Die Schützenscheibe des Herrn K-Punkt-T-Punkt haben wir liebevoll renoviert und heute ziert sie hinter Glas das Vereinsheim. Sie wurde zur Vorlage für unsere Königsscheiben, die seit 1972 am Hausgiebel aller Könige aufgehängt wird. Ausnahmslos alle Exemplare bis einschließlich 2009, also 37 Stück an der Zahl, wurden von Stellmachers Erich (Hackmann) gefertigt und in liebevoller Handarbeit von Hans Diepen bemalt. Seit 2010 bestehen sie nun aus Metall. Die Handfertigung musste aus Altersgründen leider eingestellt werden.

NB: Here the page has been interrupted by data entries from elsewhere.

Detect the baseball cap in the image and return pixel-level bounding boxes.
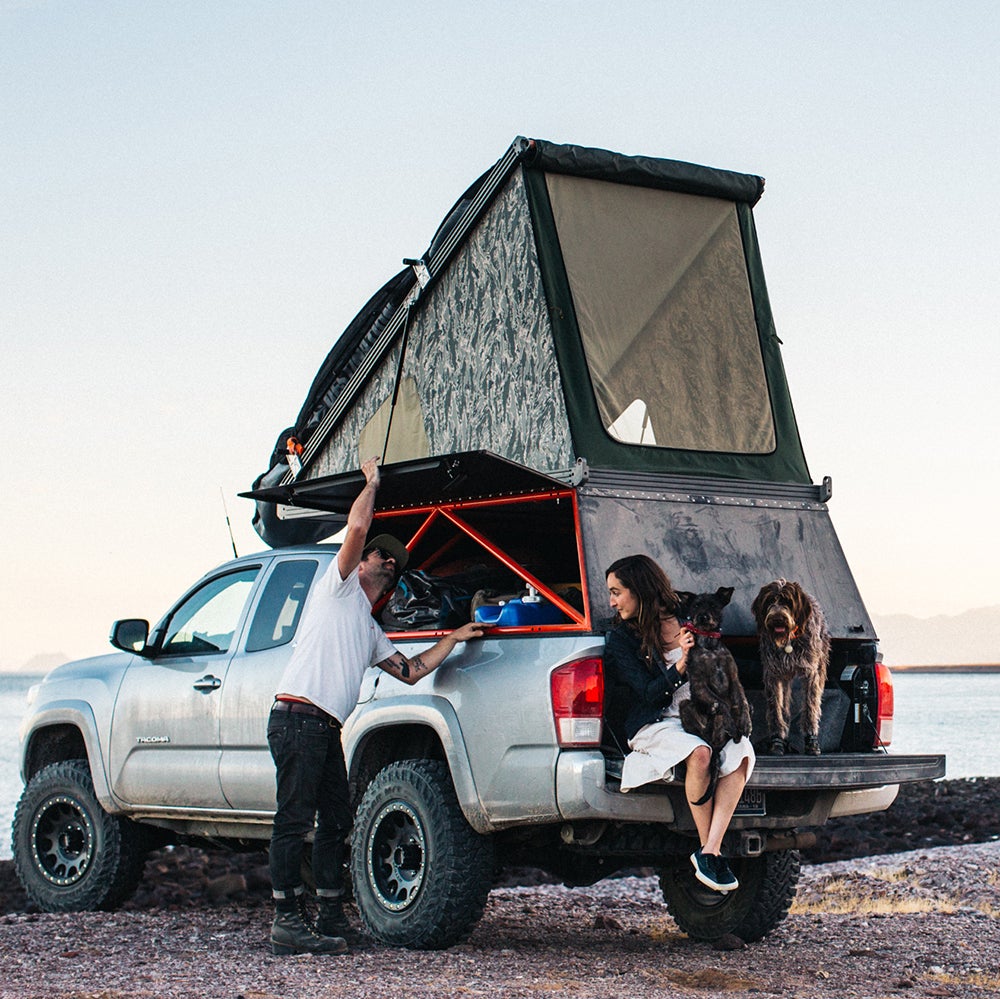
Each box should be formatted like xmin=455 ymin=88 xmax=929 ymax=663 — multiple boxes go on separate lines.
xmin=363 ymin=533 xmax=410 ymax=573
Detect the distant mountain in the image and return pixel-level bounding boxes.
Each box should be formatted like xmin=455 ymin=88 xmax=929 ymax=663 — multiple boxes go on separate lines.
xmin=871 ymin=606 xmax=1000 ymax=667
xmin=1 ymin=652 xmax=70 ymax=675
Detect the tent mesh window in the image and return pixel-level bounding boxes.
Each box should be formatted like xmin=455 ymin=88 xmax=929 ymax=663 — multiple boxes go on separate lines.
xmin=545 ymin=172 xmax=775 ymax=455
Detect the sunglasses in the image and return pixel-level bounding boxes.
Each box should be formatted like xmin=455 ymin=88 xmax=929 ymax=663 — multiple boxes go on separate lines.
xmin=366 ymin=547 xmax=396 ymax=562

Ebenfalls hinter Glas bewahren wir die beiden Vereinsfahnen auf, sofern sie nicht auf einem der zahlreichen Anlässe repräsentieren. Die ältere der beiden löste bereits im Jahre 1929 die schwarz-weiß-rote, verblichene Ur-Fahne ab, deren Alter nicht überliefert ist und die 1945 an die Besatzer abgegeben werden musste. Zum Jubelfest 1987 haben wir die neue Fahne angeschafft und geweiht. Als Motiv trägt sie unser Ehrenmal. Die altgediente Fahne nahm ihren Ehrenplatz im Schützenhaus ein.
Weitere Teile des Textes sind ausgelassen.